Woman sleeping with hot water bottle
Nils Hendrik Mueller/Getty Images

Despite what most people think, it's not always easy to tell whether you are having a miscarriage.

For instance, some women wonder whether abnormal periods might be very early miscarriages. And for women who know they are pregnant, miscarriage symptoms can be challenging to interpret, as signs like vaginal bleeding or cramping may not always be present right away. Bleeding and uterine cramping too can be present in normal pregnancies, as well as ectopic pregnancies.

Likewise, other clues suggesting a potential miscarriage, like a sudden disappearance of pregnancy symptoms, may be subtle and not so obvious to a woman.

With that, here are three pointers for how to best figure out whether your miscarriage symptoms mean pregnancy loss.

Of course, speaking with your doctor if you are concerned about a miscarriage is paramount. Your physician can help you figure out whether your symptoms mean a miscarriage by using objective diagnostic tests such as hCG blood tests and an ultrasound.

Know the Symptoms of Miscarriage

First, be sure that you are indeed having miscarriage symptoms before you worry too much. Two major symptoms of a miscarriage are vaginal bleeding and abdominal cramping.

It's important to note that the presence of these symptoms is not a slam dunk indication that a woman is indeed miscarrying. For example, mild abdominal cramping during pregnancy is rarely anything to worry about.

 Brown spotting can also occur in normal pregnancies, although you still should call your physician. Heavy and red vaginal bleeding is a more concerning symptom.

Other potential signs and symptoms of a miscarriage include:

  • A pinkish vaginal discharge
  • Passing clots, which may contain blood mixed in with fetal tissue
  • A sudden loss of pregnancy symptoms (for example, morning sickness or sore breasts)

This last sign can be tricky, as some pregnancy symptoms do naturally disappear or fluctuate as a pregnancy progresses. For instance, nausea and morning sickness often calm down naturally mid-pregnancy or sooner, and this disappearance may seem sudden to some women.

All in all, it's best to not put too much stock in this sign—but then again, follow your gut and talk to you doctor if you feel like something is just not right. 

Take a Pregnancy Test

If your pregnancy test is negative and was previously positive, you can likely assume you had a miscarriage. But, if your test is positive, your pregnancy may still be viable. In this case, you will need to check with your physician to find out for sure.

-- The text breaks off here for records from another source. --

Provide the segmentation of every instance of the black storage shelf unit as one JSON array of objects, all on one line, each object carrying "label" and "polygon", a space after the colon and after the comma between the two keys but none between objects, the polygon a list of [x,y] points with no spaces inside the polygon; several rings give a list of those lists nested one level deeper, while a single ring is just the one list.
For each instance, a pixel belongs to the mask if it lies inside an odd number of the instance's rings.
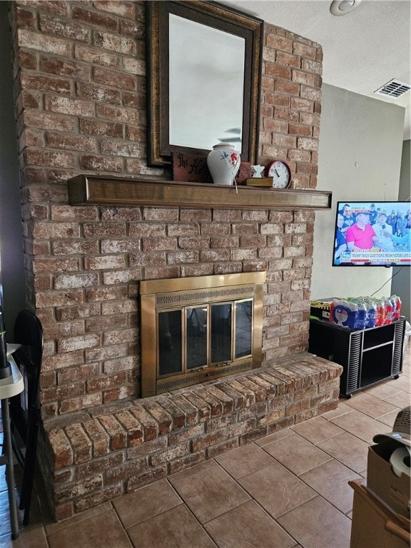
[{"label": "black storage shelf unit", "polygon": [[405,318],[388,325],[351,331],[322,320],[310,320],[308,351],[342,365],[340,392],[349,397],[402,371]]}]

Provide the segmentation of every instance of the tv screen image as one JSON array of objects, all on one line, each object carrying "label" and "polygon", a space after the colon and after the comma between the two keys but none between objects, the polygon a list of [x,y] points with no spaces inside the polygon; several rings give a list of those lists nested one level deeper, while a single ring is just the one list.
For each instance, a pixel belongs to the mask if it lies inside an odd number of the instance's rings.
[{"label": "tv screen image", "polygon": [[338,202],[333,266],[393,265],[411,265],[410,202]]}]

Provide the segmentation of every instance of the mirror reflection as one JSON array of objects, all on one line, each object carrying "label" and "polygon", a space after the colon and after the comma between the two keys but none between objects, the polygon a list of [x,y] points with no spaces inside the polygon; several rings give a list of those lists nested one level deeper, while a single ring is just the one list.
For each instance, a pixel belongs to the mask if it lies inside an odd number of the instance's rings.
[{"label": "mirror reflection", "polygon": [[173,14],[169,29],[170,144],[241,152],[245,39]]},{"label": "mirror reflection", "polygon": [[231,143],[255,163],[263,21],[202,1],[149,1],[147,163]]}]

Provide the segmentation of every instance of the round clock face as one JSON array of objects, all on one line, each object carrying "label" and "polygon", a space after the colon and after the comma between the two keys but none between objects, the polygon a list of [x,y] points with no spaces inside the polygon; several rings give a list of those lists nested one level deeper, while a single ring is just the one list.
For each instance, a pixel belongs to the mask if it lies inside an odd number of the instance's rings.
[{"label": "round clock face", "polygon": [[265,176],[273,177],[273,188],[288,188],[291,183],[291,170],[283,160],[275,160],[267,166]]}]

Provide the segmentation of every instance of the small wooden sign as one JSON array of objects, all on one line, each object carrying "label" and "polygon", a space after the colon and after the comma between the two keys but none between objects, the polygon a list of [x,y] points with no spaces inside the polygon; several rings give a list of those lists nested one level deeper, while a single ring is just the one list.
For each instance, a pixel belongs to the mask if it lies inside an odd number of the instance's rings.
[{"label": "small wooden sign", "polygon": [[182,152],[171,153],[173,180],[184,183],[213,183],[207,157]]},{"label": "small wooden sign", "polygon": [[247,179],[251,177],[251,163],[250,162],[241,162],[240,169],[235,177],[238,185],[246,185]]}]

It gets tricky here because you could be miscarrying even though your pregnancy test is positive. This may occur because your pregnancy hormone level (your hCG level) has not decreased enough to make a pregnancy test negative.

Of course, if your pregnancy test is negative and you were not sure whether you were pregnant in the first place, it's impossible to tell whether or not your abnormal bleeding was a miscarriage.

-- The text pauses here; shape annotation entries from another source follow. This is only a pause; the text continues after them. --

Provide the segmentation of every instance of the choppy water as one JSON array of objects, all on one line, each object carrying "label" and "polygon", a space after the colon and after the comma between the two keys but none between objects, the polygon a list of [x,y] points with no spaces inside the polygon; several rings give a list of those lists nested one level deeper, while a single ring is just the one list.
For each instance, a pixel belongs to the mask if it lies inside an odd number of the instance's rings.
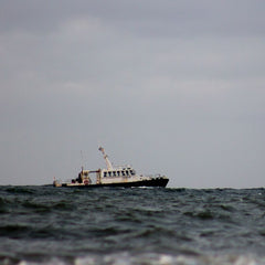
[{"label": "choppy water", "polygon": [[0,264],[265,264],[265,190],[0,187]]}]

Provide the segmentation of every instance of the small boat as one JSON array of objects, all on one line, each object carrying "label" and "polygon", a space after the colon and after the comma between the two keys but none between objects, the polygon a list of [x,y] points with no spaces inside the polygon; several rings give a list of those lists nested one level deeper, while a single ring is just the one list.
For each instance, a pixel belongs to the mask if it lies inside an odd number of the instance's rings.
[{"label": "small boat", "polygon": [[142,176],[137,174],[130,166],[113,167],[103,147],[98,148],[102,151],[106,161],[107,169],[84,170],[76,179],[61,182],[56,179],[53,181],[53,187],[65,188],[99,188],[99,187],[166,187],[169,179],[166,176]]}]

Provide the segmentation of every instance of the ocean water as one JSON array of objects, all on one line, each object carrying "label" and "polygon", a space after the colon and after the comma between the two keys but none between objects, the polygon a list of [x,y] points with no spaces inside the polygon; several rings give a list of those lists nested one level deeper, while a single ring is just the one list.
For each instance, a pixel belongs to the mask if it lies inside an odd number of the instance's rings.
[{"label": "ocean water", "polygon": [[0,187],[0,264],[265,264],[265,190]]}]

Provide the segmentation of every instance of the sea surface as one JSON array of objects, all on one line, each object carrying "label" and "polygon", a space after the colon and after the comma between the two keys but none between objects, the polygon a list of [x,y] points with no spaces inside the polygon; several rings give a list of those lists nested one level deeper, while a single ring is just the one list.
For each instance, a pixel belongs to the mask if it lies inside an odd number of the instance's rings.
[{"label": "sea surface", "polygon": [[265,190],[0,187],[0,264],[265,264]]}]

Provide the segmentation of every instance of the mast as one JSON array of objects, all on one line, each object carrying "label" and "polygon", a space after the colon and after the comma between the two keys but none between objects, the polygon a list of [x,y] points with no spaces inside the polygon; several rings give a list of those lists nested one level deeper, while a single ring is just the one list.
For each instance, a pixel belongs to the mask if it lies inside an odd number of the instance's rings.
[{"label": "mast", "polygon": [[104,148],[103,148],[103,147],[99,147],[98,150],[102,151],[102,153],[103,153],[103,157],[104,157],[104,159],[105,159],[105,161],[106,161],[106,165],[107,165],[107,170],[113,170],[113,169],[114,169],[114,168],[113,168],[113,165],[112,165],[112,162],[108,160],[108,156],[106,155]]}]

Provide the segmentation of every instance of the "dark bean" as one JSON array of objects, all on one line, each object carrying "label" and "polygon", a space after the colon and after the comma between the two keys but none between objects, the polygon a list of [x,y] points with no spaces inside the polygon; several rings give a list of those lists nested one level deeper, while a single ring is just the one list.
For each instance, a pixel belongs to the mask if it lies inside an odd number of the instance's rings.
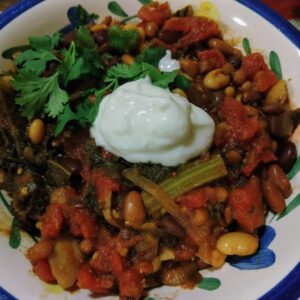
[{"label": "dark bean", "polygon": [[237,55],[230,56],[227,59],[227,62],[229,62],[230,64],[232,64],[235,69],[239,69],[240,66],[241,66],[241,64],[242,64],[241,58],[239,56],[237,56]]},{"label": "dark bean", "polygon": [[289,179],[279,165],[273,164],[268,169],[268,176],[279,188],[284,198],[288,198],[292,193],[292,186]]},{"label": "dark bean", "polygon": [[93,33],[96,43],[101,46],[108,41],[108,30],[102,29]]},{"label": "dark bean", "polygon": [[80,162],[66,156],[58,157],[57,161],[67,168],[71,173],[79,174],[81,171]]},{"label": "dark bean", "polygon": [[288,173],[296,159],[297,159],[297,148],[293,142],[284,141],[279,144],[279,150],[277,153],[278,164],[280,167]]},{"label": "dark bean", "polygon": [[181,38],[182,34],[180,32],[161,30],[158,37],[167,44],[173,44]]}]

In this instance, it's best to report your experience to a doctor if you are worried. 

Also, note that in early pregnancy, it's best to not try to figure out whether you are miscarrying by taking multiple pregnancy tests regularly to see if the line gets darker and darker.

Home pregnancy tests cannot accurately judge how your hCG levels are rising and the darkness of the line can vary based on the time of day and amount of water you've been drinking.

Have Patience

The wait for test results can be agonizing, but sometimes a physician cannot determine immediately whether one set of test results means miscarriage.

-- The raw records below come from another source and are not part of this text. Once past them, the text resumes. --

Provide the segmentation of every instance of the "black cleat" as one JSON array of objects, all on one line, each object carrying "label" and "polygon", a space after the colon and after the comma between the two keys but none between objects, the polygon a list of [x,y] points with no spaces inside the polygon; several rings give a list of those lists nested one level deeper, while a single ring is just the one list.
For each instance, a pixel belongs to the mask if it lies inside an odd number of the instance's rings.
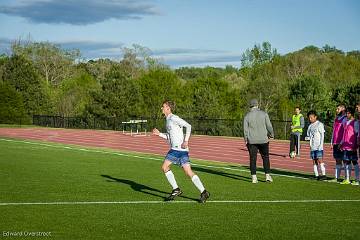
[{"label": "black cleat", "polygon": [[175,188],[172,190],[171,194],[165,199],[165,201],[172,201],[175,199],[175,197],[180,196],[182,194],[182,191],[180,188]]},{"label": "black cleat", "polygon": [[210,193],[206,190],[204,190],[201,194],[200,194],[200,199],[199,202],[200,203],[205,203],[206,200],[210,197]]}]

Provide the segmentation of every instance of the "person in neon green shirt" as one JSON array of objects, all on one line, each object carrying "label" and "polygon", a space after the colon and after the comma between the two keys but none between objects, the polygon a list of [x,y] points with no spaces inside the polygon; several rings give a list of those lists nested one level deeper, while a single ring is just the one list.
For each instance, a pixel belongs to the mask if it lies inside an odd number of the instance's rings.
[{"label": "person in neon green shirt", "polygon": [[291,118],[290,133],[290,157],[300,156],[300,137],[305,126],[304,116],[301,114],[301,108],[295,107],[295,114]]}]

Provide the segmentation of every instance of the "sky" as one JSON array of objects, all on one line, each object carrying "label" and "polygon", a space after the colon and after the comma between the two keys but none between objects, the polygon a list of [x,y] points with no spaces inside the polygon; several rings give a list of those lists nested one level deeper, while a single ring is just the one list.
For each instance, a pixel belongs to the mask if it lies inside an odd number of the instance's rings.
[{"label": "sky", "polygon": [[308,45],[360,50],[358,0],[0,0],[0,53],[14,40],[121,59],[139,44],[173,68],[240,66],[270,42],[286,54]]}]

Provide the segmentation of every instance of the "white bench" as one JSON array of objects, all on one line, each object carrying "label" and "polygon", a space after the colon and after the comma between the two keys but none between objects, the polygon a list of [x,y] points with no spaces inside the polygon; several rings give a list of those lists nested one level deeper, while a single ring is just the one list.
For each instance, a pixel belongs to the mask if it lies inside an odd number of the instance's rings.
[{"label": "white bench", "polygon": [[[133,119],[133,120],[129,120],[128,122],[121,122],[123,124],[123,134],[127,134],[127,132],[125,131],[126,126],[130,126],[130,135],[142,135],[142,125],[147,123],[146,119]],[[136,132],[133,131],[133,127],[136,127]],[[140,128],[140,131],[139,131]],[[146,127],[145,127],[145,131],[143,132],[144,135],[146,136]]]}]

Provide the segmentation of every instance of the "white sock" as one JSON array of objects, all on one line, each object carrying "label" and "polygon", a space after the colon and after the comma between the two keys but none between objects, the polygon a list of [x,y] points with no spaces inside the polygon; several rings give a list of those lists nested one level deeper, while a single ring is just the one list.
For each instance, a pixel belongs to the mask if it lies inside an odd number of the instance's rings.
[{"label": "white sock", "polygon": [[355,171],[355,179],[359,181],[360,175],[359,175],[359,165],[358,164],[354,165],[354,171]]},{"label": "white sock", "polygon": [[204,185],[201,183],[200,178],[197,175],[194,175],[191,178],[191,181],[194,183],[194,185],[197,187],[197,189],[199,189],[201,193],[205,190]]},{"label": "white sock", "polygon": [[345,177],[347,180],[350,181],[350,177],[351,177],[351,164],[346,164],[345,166]]},{"label": "white sock", "polygon": [[336,168],[335,168],[335,177],[336,177],[336,179],[339,179],[339,178],[340,178],[340,175],[341,175],[341,167],[342,167],[341,164],[336,164]]},{"label": "white sock", "polygon": [[165,176],[173,189],[176,189],[179,187],[176,183],[175,176],[171,170],[167,171],[165,173]]},{"label": "white sock", "polygon": [[320,163],[320,169],[321,169],[321,175],[325,176],[326,172],[325,172],[325,164],[324,163]]},{"label": "white sock", "polygon": [[319,172],[317,170],[317,165],[316,164],[314,164],[314,173],[315,173],[315,177],[319,176]]}]

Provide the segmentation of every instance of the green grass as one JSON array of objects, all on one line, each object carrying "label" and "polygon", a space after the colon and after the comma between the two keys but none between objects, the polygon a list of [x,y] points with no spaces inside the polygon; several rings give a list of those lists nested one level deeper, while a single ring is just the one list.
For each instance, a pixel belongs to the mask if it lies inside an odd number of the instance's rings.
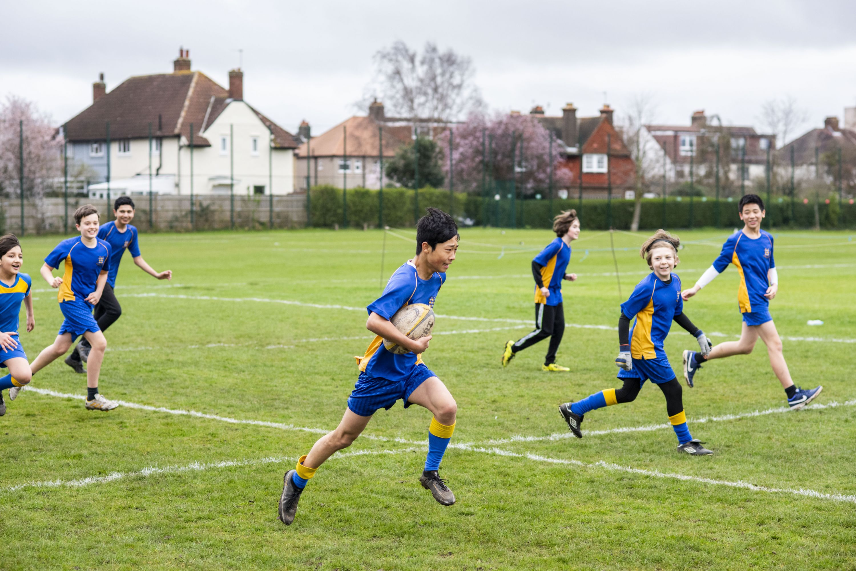
[{"label": "green grass", "polygon": [[[167,286],[125,260],[116,290],[124,313],[107,332],[101,391],[156,407],[333,428],[356,379],[352,356],[371,337],[365,311],[274,300],[365,307],[381,277],[385,283],[413,254],[413,233],[395,232],[386,238],[383,274],[379,232],[144,235],[146,260],[174,270],[175,279]],[[529,262],[551,235],[461,233],[435,307],[437,334],[425,355],[458,402],[453,444],[470,444],[450,448],[443,461],[455,506],[440,506],[417,481],[425,457],[419,443],[431,420],[419,407],[380,411],[366,430],[379,438],[360,439],[347,450],[369,454],[334,456],[286,527],[276,520],[282,475],[318,433],[128,406],[96,413],[77,399],[28,391],[7,399],[0,419],[0,568],[856,568],[853,501],[693,480],[856,495],[853,403],[693,422],[784,405],[760,342],[750,356],[705,366],[696,387],[684,391],[690,429],[713,456],[679,456],[669,428],[491,443],[565,436],[559,403],[620,386],[617,338],[611,329],[569,327],[559,362],[570,374],[541,372],[545,342],[503,370],[503,342],[528,326],[485,331],[518,324],[449,316],[532,320]],[[688,286],[728,231],[678,233],[687,244],[676,272]],[[645,237],[614,236],[621,297],[615,276],[603,275],[614,272],[609,235],[584,228],[569,267],[580,280],[564,286],[569,324],[615,327],[619,303],[647,269],[637,250]],[[62,321],[55,293],[38,274],[56,242],[24,240],[25,269],[36,289],[37,327],[22,333],[31,359]],[[821,404],[853,401],[847,356],[856,338],[856,242],[844,233],[786,232],[776,247],[781,287],[771,311],[794,380],[822,383]],[[467,276],[481,277],[460,279]],[[729,269],[685,306],[709,334],[724,334],[711,335],[715,343],[740,333],[736,291]],[[811,319],[824,325],[807,326]],[[442,334],[464,330],[481,333]],[[676,369],[681,351],[694,344],[673,327],[666,348]],[[33,386],[82,395],[85,380],[57,362]],[[584,426],[666,421],[660,391],[646,386],[634,403],[595,411]],[[187,469],[224,461],[237,464]],[[601,461],[606,464],[596,464]],[[169,469],[140,474],[149,467]],[[10,489],[111,473],[125,475]]]}]

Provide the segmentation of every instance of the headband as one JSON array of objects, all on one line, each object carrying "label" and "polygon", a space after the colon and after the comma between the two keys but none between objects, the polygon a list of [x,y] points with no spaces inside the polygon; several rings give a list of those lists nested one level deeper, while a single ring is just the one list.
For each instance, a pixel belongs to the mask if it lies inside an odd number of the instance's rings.
[{"label": "headband", "polygon": [[675,246],[675,244],[672,244],[671,240],[667,240],[664,238],[657,238],[656,240],[654,240],[653,242],[651,242],[651,244],[648,244],[648,249],[645,251],[650,252],[651,249],[653,248],[654,244],[657,244],[657,242],[665,242],[669,245],[672,246],[672,248],[675,248],[675,250],[677,250],[677,248]]}]

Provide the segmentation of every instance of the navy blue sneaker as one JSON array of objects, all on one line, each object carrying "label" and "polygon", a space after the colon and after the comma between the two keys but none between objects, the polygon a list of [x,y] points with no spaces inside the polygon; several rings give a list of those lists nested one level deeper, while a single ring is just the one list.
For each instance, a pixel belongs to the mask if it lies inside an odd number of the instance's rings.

You may have to wait for a follow-up ultrasound to find out if the baby is still developing or for a repeat hCG blood test to see if your hCG levels are rising or falling. Your physician will want to be sure of the answer before confirming a diagnosis of pregnancy loss.

A Word From Verywell

In the end, worrying about a miscarriage is an understandable feeling when you are pregnant, especially if you have experienced one before. The best thing you can do is contact your doctor if signs or symptoms of a miscarriage arise, and try to remain calm until you know the true answer. 

Finally, please note that this list assumes you are concerned about first-trimester miscarriage symptoms. If you are in a later stage of pregnancy and worried about miscarriage, your first step should always be to call your physician.

Sources:

American Pregnancy Association. Miscarriage. 

Sapra KJ, Buck Louis GM, Sundaram R, Joseph KS, Bates LM, Galea S, Ananth CV. Signs and Symptoms Associated With Early Pregnancy Loss: Findings From a Population-Based Preconception Cohort. Hum Reprod. 2016 Apr;31(4):887-96.